Alfonso Gonzalez Jr. Examines Cars as Icons of LA Life in 'NO PARKING'
Highlighting how cars become both relics and witnesses.
















Summary
- Alfonso Gonzalez Jr.’s NO PARKING at Matthew Brown Gallery uses cars and urban structures to reflect the hidden lives of LA residents
- The exhibition features sculptures, multi-panel paintings and textured works
Matthew Brown Gallery opens NO PARKING, the second solo exhibition by Los Angeles based artist Alfonso Gonzalez Jr., on view through October 29.
The show presents vehicles as markers of city life. Burned vans, tagged trucks, crowded RVs and idle food trucks stand in for the people who inhabit them. Although no figures appear, the presence of workers, commuters and residents is strongly felt. Gonzalez Jr. treats each vehicle as a portrait of survival, time and memory.
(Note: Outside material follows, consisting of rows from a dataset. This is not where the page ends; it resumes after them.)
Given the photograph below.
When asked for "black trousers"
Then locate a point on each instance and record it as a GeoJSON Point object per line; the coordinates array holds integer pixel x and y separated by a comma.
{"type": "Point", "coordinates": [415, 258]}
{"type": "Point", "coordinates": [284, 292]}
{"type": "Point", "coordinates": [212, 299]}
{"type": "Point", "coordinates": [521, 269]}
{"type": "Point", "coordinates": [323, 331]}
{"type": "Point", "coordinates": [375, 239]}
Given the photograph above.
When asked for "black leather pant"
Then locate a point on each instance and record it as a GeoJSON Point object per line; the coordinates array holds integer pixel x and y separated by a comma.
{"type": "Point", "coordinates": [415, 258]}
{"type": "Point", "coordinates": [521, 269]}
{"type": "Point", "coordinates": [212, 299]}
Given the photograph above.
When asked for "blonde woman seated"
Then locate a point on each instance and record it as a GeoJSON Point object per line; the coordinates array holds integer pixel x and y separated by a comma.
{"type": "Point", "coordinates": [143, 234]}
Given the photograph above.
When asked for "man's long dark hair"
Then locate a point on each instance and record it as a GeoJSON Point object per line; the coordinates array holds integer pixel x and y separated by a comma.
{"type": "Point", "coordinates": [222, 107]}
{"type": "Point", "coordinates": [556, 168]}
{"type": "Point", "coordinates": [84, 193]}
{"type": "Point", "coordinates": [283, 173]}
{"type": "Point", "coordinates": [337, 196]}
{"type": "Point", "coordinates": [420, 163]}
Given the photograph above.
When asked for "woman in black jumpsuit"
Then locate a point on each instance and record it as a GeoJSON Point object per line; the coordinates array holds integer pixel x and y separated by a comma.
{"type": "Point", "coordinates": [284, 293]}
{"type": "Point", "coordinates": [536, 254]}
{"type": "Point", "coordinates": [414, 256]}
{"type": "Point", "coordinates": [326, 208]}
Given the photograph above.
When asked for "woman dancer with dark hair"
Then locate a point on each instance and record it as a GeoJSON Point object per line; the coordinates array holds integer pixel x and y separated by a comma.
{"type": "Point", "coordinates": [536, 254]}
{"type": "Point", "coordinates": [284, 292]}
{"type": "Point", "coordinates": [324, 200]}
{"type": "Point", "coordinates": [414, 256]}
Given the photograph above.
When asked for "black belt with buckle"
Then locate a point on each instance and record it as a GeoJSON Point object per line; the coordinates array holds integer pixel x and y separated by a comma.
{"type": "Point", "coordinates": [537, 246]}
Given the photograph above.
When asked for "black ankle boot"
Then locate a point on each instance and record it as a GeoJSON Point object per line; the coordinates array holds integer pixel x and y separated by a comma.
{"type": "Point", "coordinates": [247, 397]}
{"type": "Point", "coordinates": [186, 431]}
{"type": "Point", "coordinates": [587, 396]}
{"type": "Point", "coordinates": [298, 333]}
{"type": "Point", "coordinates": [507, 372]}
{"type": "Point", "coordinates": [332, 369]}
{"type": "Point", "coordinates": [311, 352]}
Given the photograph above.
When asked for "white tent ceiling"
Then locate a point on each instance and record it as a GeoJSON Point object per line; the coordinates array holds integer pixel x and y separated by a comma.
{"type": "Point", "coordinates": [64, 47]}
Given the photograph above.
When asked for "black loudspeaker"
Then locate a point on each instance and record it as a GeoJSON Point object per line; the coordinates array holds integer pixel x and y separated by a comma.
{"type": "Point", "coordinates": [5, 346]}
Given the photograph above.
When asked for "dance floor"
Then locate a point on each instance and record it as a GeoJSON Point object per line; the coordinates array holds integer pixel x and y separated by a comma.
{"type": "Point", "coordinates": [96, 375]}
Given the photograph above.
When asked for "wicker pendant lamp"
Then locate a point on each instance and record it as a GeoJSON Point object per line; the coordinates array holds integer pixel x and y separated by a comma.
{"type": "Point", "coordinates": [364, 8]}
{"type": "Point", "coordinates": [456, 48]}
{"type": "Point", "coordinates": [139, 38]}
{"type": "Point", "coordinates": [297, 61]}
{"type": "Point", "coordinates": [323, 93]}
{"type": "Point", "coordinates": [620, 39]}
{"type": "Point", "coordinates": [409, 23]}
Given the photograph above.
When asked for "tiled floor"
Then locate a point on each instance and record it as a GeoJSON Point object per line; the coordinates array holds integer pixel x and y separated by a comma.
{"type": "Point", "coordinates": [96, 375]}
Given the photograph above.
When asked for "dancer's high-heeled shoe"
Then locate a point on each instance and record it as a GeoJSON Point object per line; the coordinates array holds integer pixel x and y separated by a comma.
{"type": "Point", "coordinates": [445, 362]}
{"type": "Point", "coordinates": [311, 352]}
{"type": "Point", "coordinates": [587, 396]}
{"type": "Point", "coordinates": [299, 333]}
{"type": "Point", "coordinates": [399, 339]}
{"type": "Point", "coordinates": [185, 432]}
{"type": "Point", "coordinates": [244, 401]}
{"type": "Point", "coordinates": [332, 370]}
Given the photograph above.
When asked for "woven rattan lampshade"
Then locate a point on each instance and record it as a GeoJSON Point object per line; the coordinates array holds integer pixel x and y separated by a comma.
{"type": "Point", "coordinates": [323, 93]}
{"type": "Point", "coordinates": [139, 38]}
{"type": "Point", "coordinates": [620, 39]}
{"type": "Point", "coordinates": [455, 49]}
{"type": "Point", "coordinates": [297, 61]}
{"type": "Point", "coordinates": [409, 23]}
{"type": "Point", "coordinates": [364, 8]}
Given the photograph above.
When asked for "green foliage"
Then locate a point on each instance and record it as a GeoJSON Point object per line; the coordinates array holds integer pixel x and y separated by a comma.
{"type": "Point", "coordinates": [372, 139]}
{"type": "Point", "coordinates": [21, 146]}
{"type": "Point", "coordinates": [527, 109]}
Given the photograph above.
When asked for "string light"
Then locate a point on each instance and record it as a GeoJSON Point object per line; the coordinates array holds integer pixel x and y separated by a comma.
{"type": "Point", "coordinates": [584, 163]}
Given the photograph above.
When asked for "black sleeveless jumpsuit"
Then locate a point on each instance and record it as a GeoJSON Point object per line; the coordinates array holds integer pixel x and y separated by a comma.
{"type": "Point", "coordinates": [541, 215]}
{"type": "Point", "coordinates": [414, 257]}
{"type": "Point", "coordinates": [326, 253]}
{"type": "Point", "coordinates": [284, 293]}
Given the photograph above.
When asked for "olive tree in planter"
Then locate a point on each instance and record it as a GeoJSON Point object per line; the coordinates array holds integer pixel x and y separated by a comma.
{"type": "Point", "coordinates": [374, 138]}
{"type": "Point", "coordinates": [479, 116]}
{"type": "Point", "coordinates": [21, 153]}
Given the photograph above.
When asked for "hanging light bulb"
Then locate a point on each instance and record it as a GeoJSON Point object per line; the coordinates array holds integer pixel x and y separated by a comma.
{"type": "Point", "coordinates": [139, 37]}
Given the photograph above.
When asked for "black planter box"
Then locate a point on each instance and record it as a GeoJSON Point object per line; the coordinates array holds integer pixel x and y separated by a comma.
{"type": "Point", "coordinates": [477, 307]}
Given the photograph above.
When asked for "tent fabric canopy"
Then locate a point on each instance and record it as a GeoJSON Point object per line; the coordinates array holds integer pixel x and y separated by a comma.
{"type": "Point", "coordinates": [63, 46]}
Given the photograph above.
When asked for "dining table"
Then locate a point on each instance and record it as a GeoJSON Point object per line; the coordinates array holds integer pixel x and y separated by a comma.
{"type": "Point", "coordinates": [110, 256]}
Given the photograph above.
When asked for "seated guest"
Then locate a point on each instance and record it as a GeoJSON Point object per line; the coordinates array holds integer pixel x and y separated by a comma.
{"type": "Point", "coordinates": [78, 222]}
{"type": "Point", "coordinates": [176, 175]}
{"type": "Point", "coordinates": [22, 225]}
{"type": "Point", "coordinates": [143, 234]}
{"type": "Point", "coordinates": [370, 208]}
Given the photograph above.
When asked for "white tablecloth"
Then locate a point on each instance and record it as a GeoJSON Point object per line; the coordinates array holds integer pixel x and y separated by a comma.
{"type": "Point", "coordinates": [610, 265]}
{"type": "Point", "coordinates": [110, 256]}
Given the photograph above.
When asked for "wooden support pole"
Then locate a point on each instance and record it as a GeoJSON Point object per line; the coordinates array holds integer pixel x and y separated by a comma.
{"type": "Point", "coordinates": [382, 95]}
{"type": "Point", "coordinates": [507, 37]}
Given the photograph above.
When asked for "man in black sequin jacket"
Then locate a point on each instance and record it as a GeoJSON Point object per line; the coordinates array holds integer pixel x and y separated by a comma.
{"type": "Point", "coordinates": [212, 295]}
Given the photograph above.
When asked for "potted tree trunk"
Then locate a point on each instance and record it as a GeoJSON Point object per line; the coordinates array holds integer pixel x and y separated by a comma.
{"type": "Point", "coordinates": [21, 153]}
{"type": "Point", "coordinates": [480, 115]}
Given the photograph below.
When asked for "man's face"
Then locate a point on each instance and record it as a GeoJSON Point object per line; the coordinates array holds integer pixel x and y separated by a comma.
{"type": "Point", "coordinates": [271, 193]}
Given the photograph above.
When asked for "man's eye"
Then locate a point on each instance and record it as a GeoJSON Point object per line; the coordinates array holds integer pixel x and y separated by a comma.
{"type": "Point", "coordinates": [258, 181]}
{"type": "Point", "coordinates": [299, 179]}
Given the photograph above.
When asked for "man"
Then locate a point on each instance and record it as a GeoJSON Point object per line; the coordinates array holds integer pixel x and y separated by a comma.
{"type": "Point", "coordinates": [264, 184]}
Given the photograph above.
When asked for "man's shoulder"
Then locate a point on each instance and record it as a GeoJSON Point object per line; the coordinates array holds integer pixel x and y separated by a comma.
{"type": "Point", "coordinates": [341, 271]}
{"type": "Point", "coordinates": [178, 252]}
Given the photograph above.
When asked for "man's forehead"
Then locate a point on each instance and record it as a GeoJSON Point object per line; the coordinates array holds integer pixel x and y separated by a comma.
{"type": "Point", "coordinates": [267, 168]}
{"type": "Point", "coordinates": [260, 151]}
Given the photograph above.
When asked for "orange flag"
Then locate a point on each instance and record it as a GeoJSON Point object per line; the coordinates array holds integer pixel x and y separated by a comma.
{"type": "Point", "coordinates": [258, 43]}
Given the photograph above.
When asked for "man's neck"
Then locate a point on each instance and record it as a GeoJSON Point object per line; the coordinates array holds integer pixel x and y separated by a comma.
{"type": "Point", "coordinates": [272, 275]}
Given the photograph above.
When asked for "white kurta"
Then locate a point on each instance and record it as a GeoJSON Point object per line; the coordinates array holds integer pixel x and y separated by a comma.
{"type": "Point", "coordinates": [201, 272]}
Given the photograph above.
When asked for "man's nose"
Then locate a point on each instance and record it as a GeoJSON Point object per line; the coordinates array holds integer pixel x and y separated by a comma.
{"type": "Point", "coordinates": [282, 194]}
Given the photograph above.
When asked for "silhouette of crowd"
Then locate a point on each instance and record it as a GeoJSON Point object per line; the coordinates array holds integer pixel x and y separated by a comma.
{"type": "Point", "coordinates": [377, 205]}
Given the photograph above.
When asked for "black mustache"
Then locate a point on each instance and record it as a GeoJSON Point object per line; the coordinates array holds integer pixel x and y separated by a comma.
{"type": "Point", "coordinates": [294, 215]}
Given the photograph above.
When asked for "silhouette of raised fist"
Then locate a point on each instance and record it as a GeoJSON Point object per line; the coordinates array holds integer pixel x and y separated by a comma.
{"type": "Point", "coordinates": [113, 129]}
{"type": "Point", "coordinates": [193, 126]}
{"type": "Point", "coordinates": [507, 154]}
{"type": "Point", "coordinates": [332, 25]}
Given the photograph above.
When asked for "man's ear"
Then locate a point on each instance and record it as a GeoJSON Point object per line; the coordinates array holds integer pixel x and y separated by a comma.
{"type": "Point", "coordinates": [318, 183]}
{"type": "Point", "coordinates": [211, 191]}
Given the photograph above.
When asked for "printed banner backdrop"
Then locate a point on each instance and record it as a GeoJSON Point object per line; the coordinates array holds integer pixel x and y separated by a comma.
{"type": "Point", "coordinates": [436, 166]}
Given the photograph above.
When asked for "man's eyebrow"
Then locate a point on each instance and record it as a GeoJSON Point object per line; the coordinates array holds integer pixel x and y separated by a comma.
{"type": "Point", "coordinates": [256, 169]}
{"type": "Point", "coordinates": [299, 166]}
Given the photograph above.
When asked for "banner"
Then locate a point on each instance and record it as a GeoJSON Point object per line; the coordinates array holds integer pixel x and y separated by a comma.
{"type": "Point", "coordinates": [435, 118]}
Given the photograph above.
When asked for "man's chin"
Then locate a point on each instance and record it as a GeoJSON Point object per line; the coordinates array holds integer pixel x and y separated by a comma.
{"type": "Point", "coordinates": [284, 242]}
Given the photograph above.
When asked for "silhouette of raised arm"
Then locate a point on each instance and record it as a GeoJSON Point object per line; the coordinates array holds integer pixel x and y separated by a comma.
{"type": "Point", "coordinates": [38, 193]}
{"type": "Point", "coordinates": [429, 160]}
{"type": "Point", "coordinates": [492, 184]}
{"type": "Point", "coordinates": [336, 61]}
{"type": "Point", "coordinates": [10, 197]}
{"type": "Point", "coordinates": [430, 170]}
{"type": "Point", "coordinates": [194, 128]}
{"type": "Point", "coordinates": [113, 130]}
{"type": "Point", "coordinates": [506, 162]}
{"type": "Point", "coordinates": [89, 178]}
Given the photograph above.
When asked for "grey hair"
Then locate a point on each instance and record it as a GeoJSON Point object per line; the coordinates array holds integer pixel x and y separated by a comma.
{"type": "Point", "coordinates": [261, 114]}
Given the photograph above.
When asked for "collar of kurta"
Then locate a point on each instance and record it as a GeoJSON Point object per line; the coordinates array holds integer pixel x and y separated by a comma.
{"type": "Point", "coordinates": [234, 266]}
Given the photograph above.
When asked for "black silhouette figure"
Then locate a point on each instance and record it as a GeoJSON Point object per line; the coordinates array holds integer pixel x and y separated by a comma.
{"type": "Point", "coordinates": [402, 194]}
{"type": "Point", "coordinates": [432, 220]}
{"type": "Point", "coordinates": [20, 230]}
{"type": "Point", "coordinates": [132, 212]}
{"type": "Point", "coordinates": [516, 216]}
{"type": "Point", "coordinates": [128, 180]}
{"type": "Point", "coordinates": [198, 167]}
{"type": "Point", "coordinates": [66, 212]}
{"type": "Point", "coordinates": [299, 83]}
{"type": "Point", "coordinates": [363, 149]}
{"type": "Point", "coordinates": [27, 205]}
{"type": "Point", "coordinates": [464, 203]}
The exhibition begins with two large-scale sculptures that resemble makeshift “No Parking” barriers and signage. Their rough paint and dirt recall both ancient structures and modern street detritus. Three nearby paintings reduce the metro landscape into meditations on texture and form.
In the main gallery, a 10-panel installation stretches across two walls. A spray-painted line links the canvases, echoing the rhythm of a mural. Works such as Medrano, a burned van beneath a mural of Michelangelo’s “Creation of Adam, and Tocco,” a fire-ravaged Porsche on the Malibu coast, highlight how cars become both relics and witnesses.
A trained sign painter, Gonzalez Jr. embraces imperfections with brush marks, spray streaks and layered textures that capture Los Angeles as a city of endurance, scars and fading traces.